S. Simeone, "il Nuovo Teologo", che vive verso il 900, dice che chi va in riva al mare e lo guarda, vede tante onde, vede anche le barche, ne studia i colori ed i movimenti, ma il mare resta sempre lì, staccato da lui. Lo conosce, ma non lo esperimenta.

Però se ad un certo punto si tuffa dentro al mare e ci va dentro, ha la vera autentica percezione di cosa è il mare, che lo avvolge e lo sorregge.

- Ma non possiamo fermarci qui, dobbiamo andare avanti, dobbiamo fare il secondo passo. E’ questo il terzo tempo della mia omelia, il più importante, al quale soprattutto voglio arrivare.

Per andare avanti, devo muovere anche l’altro piede, devo fare il secondo passo. Qual è questo passo?

Amici, è quello che avete fatto voi adesso. Siete venuti qui non per ascoltare soltanto. Il Libro è importante, serve per capire, ma poi ci vuole l’Altare, sul quale il pane e il vino diventano il Corpo di Cristo. Voi siete venuti qui per mangiare il Corpo di Cristo e poi portarlo nel mondo. Forse qualcuno non può farlo, per tanti motivi, ma ci siete tutti, riuniti davanti all’Altare. Ecco, ora chiedo a qualcuno di mettere un’altra pianta davanti all’Altare, per far restare più impresso ciò che sto dicendo, per sottolineare questo secondo passo del cristiano: - Mangiate. In questo modo voi, che siete battezzati, che credete in Cristo, diventate autentici cristiani. Abbiamo bisogno di credere nella sua PRESENZA e di portare la sua PRESENZA.

S. Francesco di Sales, vescovo di Ginevra, in contestazione con i protestanti, predicava ed asseriva la presenza di Gesù nel tabernacolo. Una sera, dopo la chiusura, rientra in chiesa, si genuflette davanti al tabernacolo e prega a lungo. Sta per andarsene quando una signora esce da un confessionale in cui si era nascosta, e lo raggiunge. – Mi scusi se ho fatto questo – dice – volevo essere sicura che lei ci credesse davvero, nella presenza del Signore.

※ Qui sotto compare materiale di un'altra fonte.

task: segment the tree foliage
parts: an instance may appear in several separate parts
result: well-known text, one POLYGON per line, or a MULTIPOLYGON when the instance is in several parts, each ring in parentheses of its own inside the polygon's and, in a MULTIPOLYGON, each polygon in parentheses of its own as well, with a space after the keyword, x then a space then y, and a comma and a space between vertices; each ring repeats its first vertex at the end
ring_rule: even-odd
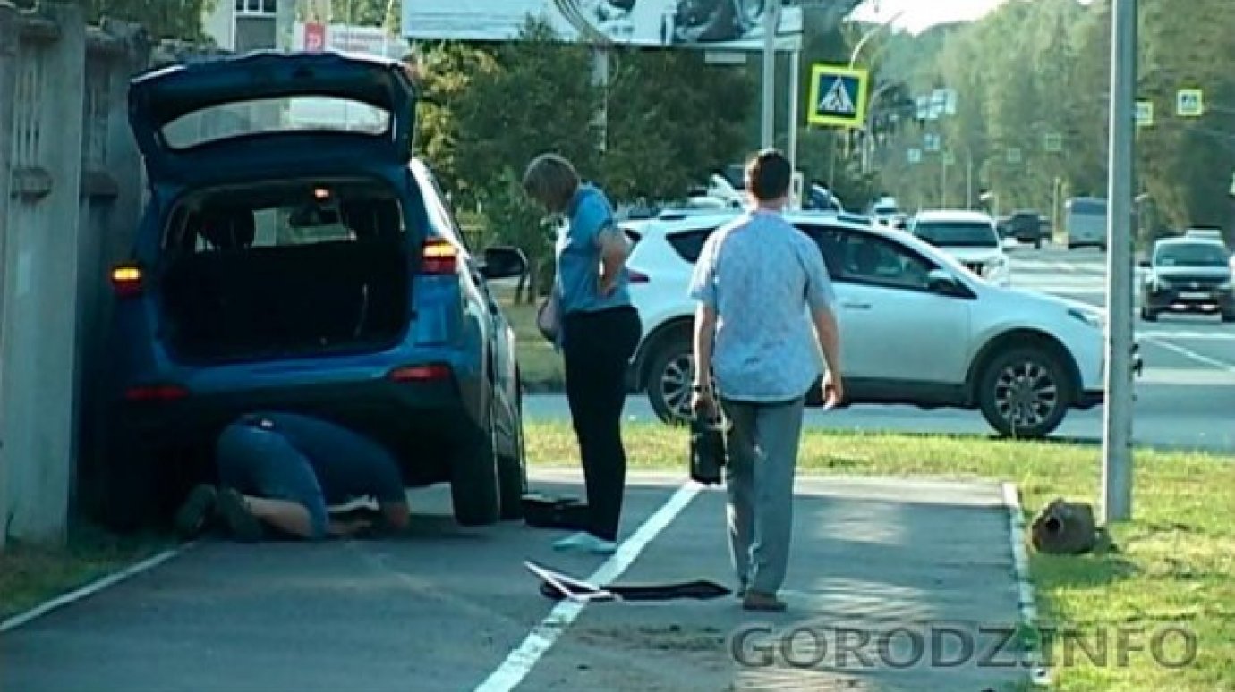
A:
MULTIPOLYGON (((1137 190, 1157 212, 1142 216, 1142 231, 1226 226, 1235 152, 1235 74, 1226 65, 1235 58, 1235 2, 1142 0, 1139 25, 1137 97, 1153 102, 1155 122, 1137 132, 1137 190), (1204 117, 1176 116, 1176 93, 1184 88, 1204 90, 1204 117)), ((908 148, 939 133, 956 162, 946 183, 953 205, 967 196, 963 171, 971 162, 973 187, 995 192, 1003 210, 1030 207, 1057 217, 1068 196, 1105 196, 1109 27, 1109 0, 1007 2, 953 30, 941 51, 918 53, 915 65, 888 65, 899 74, 881 78, 903 79, 916 93, 955 89, 958 107, 955 116, 903 130, 883 149, 885 184, 916 204, 940 204, 942 154, 927 153, 919 165, 905 162, 908 148), (1055 143, 1061 146, 1047 146, 1055 143)))
MULTIPOLYGON (((146 27, 154 38, 201 41, 201 20, 216 2, 226 0, 61 0, 82 6, 85 20, 98 23, 109 17, 146 27)), ((31 9, 40 0, 16 0, 17 7, 31 9)))

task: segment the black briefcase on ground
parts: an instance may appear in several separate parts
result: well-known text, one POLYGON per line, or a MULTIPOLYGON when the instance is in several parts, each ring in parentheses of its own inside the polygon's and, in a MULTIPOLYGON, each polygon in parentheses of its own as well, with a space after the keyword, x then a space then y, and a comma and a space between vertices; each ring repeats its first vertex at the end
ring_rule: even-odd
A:
POLYGON ((588 506, 577 497, 524 496, 524 522, 541 529, 587 530, 588 506))
POLYGON ((729 463, 726 426, 724 416, 697 413, 690 421, 690 480, 694 482, 718 485, 724 481, 724 468, 729 463))

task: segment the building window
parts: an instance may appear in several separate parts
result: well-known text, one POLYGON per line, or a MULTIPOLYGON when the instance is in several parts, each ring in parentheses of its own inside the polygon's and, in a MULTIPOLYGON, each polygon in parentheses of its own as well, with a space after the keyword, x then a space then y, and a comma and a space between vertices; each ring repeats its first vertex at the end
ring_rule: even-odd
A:
POLYGON ((274 15, 278 0, 236 0, 237 15, 274 15))

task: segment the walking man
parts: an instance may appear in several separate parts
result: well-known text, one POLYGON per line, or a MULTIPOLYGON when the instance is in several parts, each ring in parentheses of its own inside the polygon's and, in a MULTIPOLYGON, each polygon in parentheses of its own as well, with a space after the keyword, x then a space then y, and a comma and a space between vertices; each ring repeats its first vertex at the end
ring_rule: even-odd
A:
POLYGON ((220 487, 198 486, 177 513, 185 538, 212 519, 243 542, 273 529, 320 540, 371 528, 332 518, 329 506, 373 498, 387 528, 408 525, 399 464, 378 443, 341 426, 294 413, 253 413, 227 426, 215 453, 220 487))
POLYGON ((708 238, 690 285, 699 303, 693 406, 704 414, 719 405, 730 422, 729 543, 748 611, 785 608, 778 592, 789 556, 794 471, 820 349, 827 365, 824 401, 832 407, 844 398, 827 269, 819 247, 782 216, 792 176, 788 159, 774 149, 747 164, 753 208, 708 238))

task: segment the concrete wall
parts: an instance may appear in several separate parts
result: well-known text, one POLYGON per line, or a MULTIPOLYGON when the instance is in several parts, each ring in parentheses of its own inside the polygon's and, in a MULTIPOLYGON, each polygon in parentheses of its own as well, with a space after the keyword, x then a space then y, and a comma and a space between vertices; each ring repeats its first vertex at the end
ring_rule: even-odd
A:
POLYGON ((106 278, 143 194, 126 104, 142 32, 42 5, 0 0, 0 546, 63 540, 79 461, 100 451, 106 278))

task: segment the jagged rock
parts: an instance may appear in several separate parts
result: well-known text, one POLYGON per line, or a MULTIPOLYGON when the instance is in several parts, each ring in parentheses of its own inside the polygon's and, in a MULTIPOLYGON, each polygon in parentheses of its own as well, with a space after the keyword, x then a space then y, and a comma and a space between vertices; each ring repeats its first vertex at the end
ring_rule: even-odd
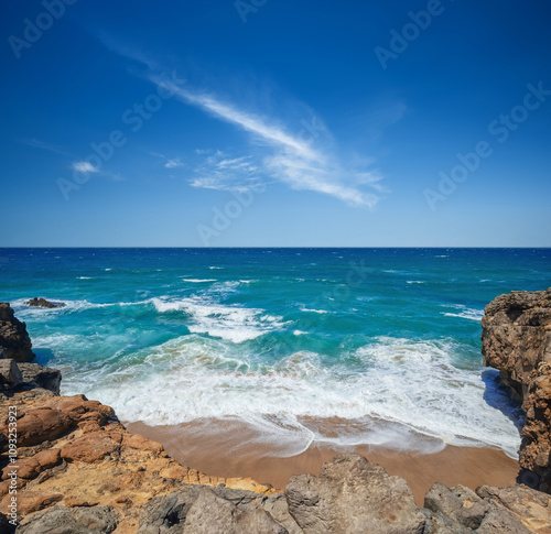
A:
POLYGON ((484 519, 477 534, 531 534, 522 522, 506 510, 490 510, 484 519))
POLYGON ((289 512, 305 534, 421 534, 426 517, 406 480, 358 455, 325 462, 320 477, 291 477, 289 512))
POLYGON ((547 493, 518 484, 508 488, 482 486, 476 493, 491 502, 494 509, 505 510, 521 519, 529 531, 551 532, 551 498, 547 493))
POLYGON ((10 520, 3 513, 0 513, 0 532, 2 534, 15 532, 15 526, 10 523, 10 520))
POLYGON ((15 360, 0 360, 0 390, 13 390, 22 382, 23 377, 15 360))
POLYGON ((439 482, 424 497, 424 506, 472 530, 480 526, 489 510, 489 504, 473 490, 462 486, 449 489, 439 482))
POLYGON ((138 534, 177 534, 183 532, 185 517, 199 494, 199 486, 188 486, 158 497, 143 506, 138 534))
POLYGON ((42 367, 39 363, 19 363, 19 370, 23 378, 23 383, 32 388, 43 388, 56 395, 60 394, 62 372, 50 367, 42 367))
MULTIPOLYGON (((186 486, 179 491, 149 501, 143 506, 138 534, 176 534, 184 532, 184 523, 187 524, 186 516, 197 500, 202 488, 204 487, 196 484, 186 486)), ((236 517, 238 520, 236 520, 237 525, 234 526, 230 523, 227 525, 213 523, 210 525, 213 530, 208 532, 241 532, 231 531, 231 528, 245 528, 246 525, 249 525, 247 526, 249 533, 271 532, 269 528, 274 527, 271 520, 276 521, 277 524, 278 530, 274 532, 288 532, 289 534, 302 534, 303 532, 289 514, 284 495, 264 497, 252 491, 222 486, 213 487, 212 491, 217 498, 237 508, 236 517), (219 531, 216 528, 219 528, 219 531)), ((231 506, 229 506, 230 510, 233 510, 231 506)), ((187 528, 191 528, 191 526, 187 528)), ((188 532, 188 530, 185 532, 188 532)))
POLYGON ((18 419, 19 446, 39 445, 67 433, 74 421, 60 410, 41 407, 28 410, 18 419))
POLYGON ((13 315, 8 303, 0 303, 0 347, 7 358, 17 362, 31 361, 34 358, 26 325, 13 315))
POLYGON ((35 306, 35 307, 40 307, 40 308, 62 308, 65 306, 65 303, 51 303, 50 301, 46 301, 45 298, 42 298, 42 297, 34 297, 34 298, 31 298, 30 301, 26 301, 26 303, 29 306, 35 306))
POLYGON ((485 308, 484 364, 498 369, 522 403, 522 482, 551 491, 551 288, 500 295, 485 308))
POLYGON ((54 506, 22 522, 18 534, 110 534, 118 523, 119 512, 112 506, 54 506))
POLYGON ((62 448, 62 458, 95 464, 106 456, 118 456, 122 436, 101 431, 85 434, 62 448))
POLYGON ((203 488, 187 512, 184 534, 288 534, 268 512, 242 512, 233 502, 203 488))

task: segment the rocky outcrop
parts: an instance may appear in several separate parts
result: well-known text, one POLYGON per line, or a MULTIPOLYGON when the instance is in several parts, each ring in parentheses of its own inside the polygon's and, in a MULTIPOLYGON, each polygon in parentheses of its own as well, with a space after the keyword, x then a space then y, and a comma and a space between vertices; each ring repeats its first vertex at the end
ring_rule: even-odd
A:
POLYGON ((39 363, 17 363, 11 358, 0 360, 0 394, 41 388, 60 394, 62 373, 39 363))
MULTIPOLYGON (((111 407, 84 395, 60 396, 61 375, 34 366, 0 360, 0 382, 8 388, 0 392, 0 533, 13 532, 14 517, 18 534, 551 532, 547 493, 436 483, 419 508, 402 478, 358 455, 335 457, 317 477, 292 477, 284 493, 250 479, 209 477, 129 433, 111 407), (15 411, 17 465, 7 438, 15 411), (17 513, 10 508, 14 490, 17 513)), ((525 393, 518 384, 520 394, 531 394, 532 385, 525 393)))
POLYGON ((484 364, 498 369, 522 403, 521 481, 551 491, 551 288, 512 292, 485 308, 484 364))
POLYGON ((8 303, 0 303, 0 350, 3 356, 15 361, 31 361, 34 353, 26 325, 14 315, 8 303))
MULTIPOLYGON (((474 492, 435 484, 425 508, 418 508, 403 479, 344 455, 318 477, 292 477, 282 494, 183 467, 162 445, 129 433, 112 408, 84 395, 34 389, 1 401, 1 414, 8 405, 18 411, 18 533, 551 532, 550 497, 521 486, 474 492)), ((7 423, 0 421, 3 435, 7 423)), ((0 461, 0 514, 10 517, 13 467, 7 453, 0 461)))
POLYGON ((324 464, 320 477, 291 477, 285 497, 305 534, 422 534, 426 523, 406 480, 357 455, 324 464))
POLYGON ((42 297, 34 297, 25 303, 29 306, 35 306, 39 308, 62 308, 65 306, 65 303, 52 303, 42 297))

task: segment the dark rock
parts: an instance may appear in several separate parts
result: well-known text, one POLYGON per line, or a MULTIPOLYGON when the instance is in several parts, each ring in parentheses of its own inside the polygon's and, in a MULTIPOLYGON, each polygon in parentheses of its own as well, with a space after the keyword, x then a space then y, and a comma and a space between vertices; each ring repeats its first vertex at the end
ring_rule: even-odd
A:
POLYGON ((525 478, 550 492, 551 288, 498 296, 482 326, 484 364, 499 370, 526 414, 519 451, 525 478))
POLYGON ((203 486, 186 486, 179 491, 149 501, 141 513, 138 534, 177 534, 182 532, 302 534, 302 530, 289 514, 284 495, 264 497, 251 491, 224 487, 208 489, 216 499, 213 499, 212 495, 204 495, 195 509, 195 519, 188 523, 186 517, 190 510, 204 488, 203 486), (198 508, 202 506, 205 509, 199 511, 198 508), (198 530, 205 520, 205 517, 201 519, 199 516, 208 514, 214 516, 217 513, 215 511, 220 512, 220 510, 222 516, 218 522, 210 521, 205 526, 209 530, 198 530), (228 514, 228 510, 231 513, 228 514))
POLYGON ((257 509, 242 512, 233 502, 203 488, 190 509, 184 534, 288 534, 268 512, 257 509))
POLYGON ((484 519, 477 534, 531 534, 522 522, 506 510, 493 509, 484 519))
POLYGON ((0 390, 13 390, 23 382, 15 360, 0 360, 0 390))
POLYGON ((65 306, 65 303, 52 303, 50 301, 46 301, 45 298, 37 298, 37 297, 34 297, 34 298, 31 298, 30 301, 26 301, 26 303, 29 306, 35 306, 35 307, 40 307, 40 308, 62 308, 65 306))
POLYGON ((15 532, 15 526, 10 523, 10 520, 3 513, 0 513, 0 532, 2 534, 15 532))
POLYGON ((199 486, 151 499, 140 517, 138 534, 173 534, 183 532, 185 517, 197 499, 199 486))
POLYGON ((8 303, 0 303, 0 347, 7 358, 18 362, 31 361, 34 358, 26 325, 13 315, 8 303))
POLYGON ((119 512, 111 506, 54 506, 32 515, 18 534, 110 534, 117 528, 119 512))
MULTIPOLYGON (((1 364, 1 361, 0 361, 1 364)), ((32 388, 50 390, 56 395, 60 394, 62 372, 50 367, 42 367, 39 363, 19 363, 24 384, 32 388)))
POLYGON ((358 455, 325 462, 320 477, 291 477, 289 512, 305 534, 421 534, 425 515, 406 480, 358 455))
POLYGON ((440 512, 467 528, 478 528, 489 510, 473 490, 462 486, 446 488, 435 483, 424 497, 424 505, 433 512, 440 512))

L’ho vista comportarsi con Lui, come fa davanti a noi. Ora ci credo davvero anch’io, mi confessi…

Lui c’è. E’ importante saperlo, è importante crederci, è importante venire a pregarlo.

Un bambino viene accompagnato dal papà a visitare varie chiese, in una città svizzera. In varie chiese in cui entra, protestanti, c’è solo il Libro, a volte manca anche l’altare. Sono molto belle, le ammira. Poi entrano in una chiesa diversa. E’ una chiesa cattolica. In fondo c’è una specie di casetta, e vicino c’è un lumino rosso, acceso. – Perché, papà? – chiede. – Quel lumino rosso è acceso perché, là dentro, c’è Gesù. – Gesù del presepe? – Sì, ma nel presepe Gesù è solo una statuina, lì c’è proprio Gesù. Il bambino è colpito. Quando più tardi entrano in una chiesa protestante, il bambino, si accorge che non c’è lumino, non c’è tabernacolo. – Non c’è Gesù!. Gli manca. – Papà, portami dove c’è Gesù!.

Gesù c’è. E’ sempre là. Ma non ha detto: Prendete e conservatemi. Ha detto: Prendete e mangiate. Io ci sono. Venite a nutrirvi di me… Vuol essere mangiato! Perché devo mangiarlo?

Mi piace ripetervi una espressione di Ireneo. Egli dice che "lo Spirito Santo è venuto per abituare Dio ad abitare nel cuore della gente".

Gesù abita ancora nel cuore della gente, dopo che l’hanno mangiato. Vuole continuare ad abituarsi a vivere in noi. Lo dobbiamo mangiare proprio per avere il segno, per capire di più, per sentirlo, per farne esperienza. Per farsi sorreggere. Capite?

Dio è come il mare. Sorregge solo chi ci si butta dentro, e noi, quando mangiamo Gesù, ci poniamo dentro di lui, che si butta dentro di noi.

Si diventa una cosa sola con lui, ma mai uno da solo, tutti insieme, perché lui vuole che siamo Famiglia del Padre, gruppo solido con lui.

Ed ecco che abbiamo fatto i due passi: imparare e sapere, essere capaci di venire a pregare, e poi fare e vivere insieme al Signore, dopo averlo mangiato.